Armed insurgency and counter insurgency in the late 1980s and early 1990s in Jammu and Kashmir scorched the landscape, blighting educational and economic opportunities. Despite their active role in political mobilization of 1931, the Quit Kashmir movement (anti-monarchical movement) of 1946, and the fierce nationalism of 1947, terror made women revert from the public to the private realm. But there are some compelling examples of Kashmiri women working through the discourse of victimhood to construct their identities as survivors.
Can women step out of their ascribed gender roles, once again, to significantly impact socio-political developments in J & K? Can the political and social exigencies of the women of J & K be addressed in more nuanced and purposeful ways?

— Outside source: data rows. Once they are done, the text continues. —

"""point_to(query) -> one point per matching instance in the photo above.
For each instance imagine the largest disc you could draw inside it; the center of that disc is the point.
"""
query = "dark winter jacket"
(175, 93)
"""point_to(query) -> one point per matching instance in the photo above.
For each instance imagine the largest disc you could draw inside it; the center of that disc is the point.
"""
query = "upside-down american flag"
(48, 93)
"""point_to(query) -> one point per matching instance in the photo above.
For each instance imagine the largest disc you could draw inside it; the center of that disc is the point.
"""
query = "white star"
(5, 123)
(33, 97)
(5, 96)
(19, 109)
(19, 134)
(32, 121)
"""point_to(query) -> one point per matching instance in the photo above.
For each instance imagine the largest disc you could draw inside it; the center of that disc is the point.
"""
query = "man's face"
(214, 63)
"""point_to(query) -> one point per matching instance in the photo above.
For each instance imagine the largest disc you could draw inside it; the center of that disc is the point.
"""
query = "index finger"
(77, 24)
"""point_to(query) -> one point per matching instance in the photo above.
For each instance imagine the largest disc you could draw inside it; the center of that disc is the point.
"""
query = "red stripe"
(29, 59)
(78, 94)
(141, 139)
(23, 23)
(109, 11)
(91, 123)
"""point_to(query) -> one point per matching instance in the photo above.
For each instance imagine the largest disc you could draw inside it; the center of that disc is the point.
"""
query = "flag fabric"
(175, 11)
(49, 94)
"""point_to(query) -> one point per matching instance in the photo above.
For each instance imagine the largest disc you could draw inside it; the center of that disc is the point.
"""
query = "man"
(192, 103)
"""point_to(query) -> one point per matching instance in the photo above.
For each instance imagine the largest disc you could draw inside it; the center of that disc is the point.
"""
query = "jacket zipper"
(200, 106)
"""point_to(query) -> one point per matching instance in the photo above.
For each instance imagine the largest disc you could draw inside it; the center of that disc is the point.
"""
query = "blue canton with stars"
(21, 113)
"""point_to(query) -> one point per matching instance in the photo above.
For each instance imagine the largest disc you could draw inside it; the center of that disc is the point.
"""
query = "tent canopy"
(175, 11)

I would propose an intra-Kashmir women’s conference, organized in collaboration with the Women’s Studies programs at the Universities of Kashmir, Jammu, and Muzaffarabad. Women delegates from both sides of the LOC could participate in the conference to productively discuss concrete methods of rehabilitating victims of violence, either state-sponsored or militancy-related. Women from Indian- and Pakistani-administered Jammu and Kashmir could discuss the socioeconomic hardships, psychological neuroses and political marginalization caused by dislocation, dispossession, and disenfranchisement. Delegates at the conference would then seek mobilization of women for effective change in political and social structures. They would endorse diplomacy and peaceful negotiations in order to further the India–Pakistan peace process; withdrawal of forces from both sides of the LOC; decommissioning of militants; rehabilitation of Kashmiri Pandits to rebuild the syncretic fabric of Kashmiri society; and rehabilitation of detainees. Some of the strategies delineated at the conference may seem utopian, but it would highlight the ability to imagine confidence-building measures that grapple with normative structures and underscore the decisive role that women can play in raising consciousness, not just at the individual but at the collective level as well, giving the marginalized a vision with which to redefine life’s constituting parameters.
Historically, cultural, societal, and market constraints have denied women access to information about the outside world. But the sort of advocacy concretized by the intra-Kashmir women’s conference could overturn the historical seclusion of women and provide them with routes to make forays into mainstream cultural and socioeconomic institutions.
Perhaps the mobilization of women at the collective level would enable a metamorphosis, fostering the skills and ability of women to make informed decisions about issues in the non-domestic sphere. The conference would provide a forum where women’s experiences are contextualized, theorized and politicized.
An intra-women’s conference of the sort I am proposing needs clear nation-building programs, which would involve reviving civil society, resuscitating the shattered economy, providing sources of income, and building social and political structures. Otherwise, such initiatives cannot pave the way for sustainable peace, human rights and security that would diminish the potency of militarized peacekeeping, which follows closely on the heels of militarized interventions.
Women in J & K, as in other postcolonial countries, are positioned in relation to their own class and cultural realities; their own histories; their sensitivity to the diversity of cultural traditions and to the questions and conflicts within them; the legacies of Sufi Islam; their own struggles not just with the devastating effects of Indian occupation and Pakistani infiltration, but also with the discourses of cultural nationalism and religious fundamentalism; their own relations to the west; their interpretations of religious law; their beliefs in the different schools of Islamic and Hindu thought; and their concepts of the role of women in contemporary societies.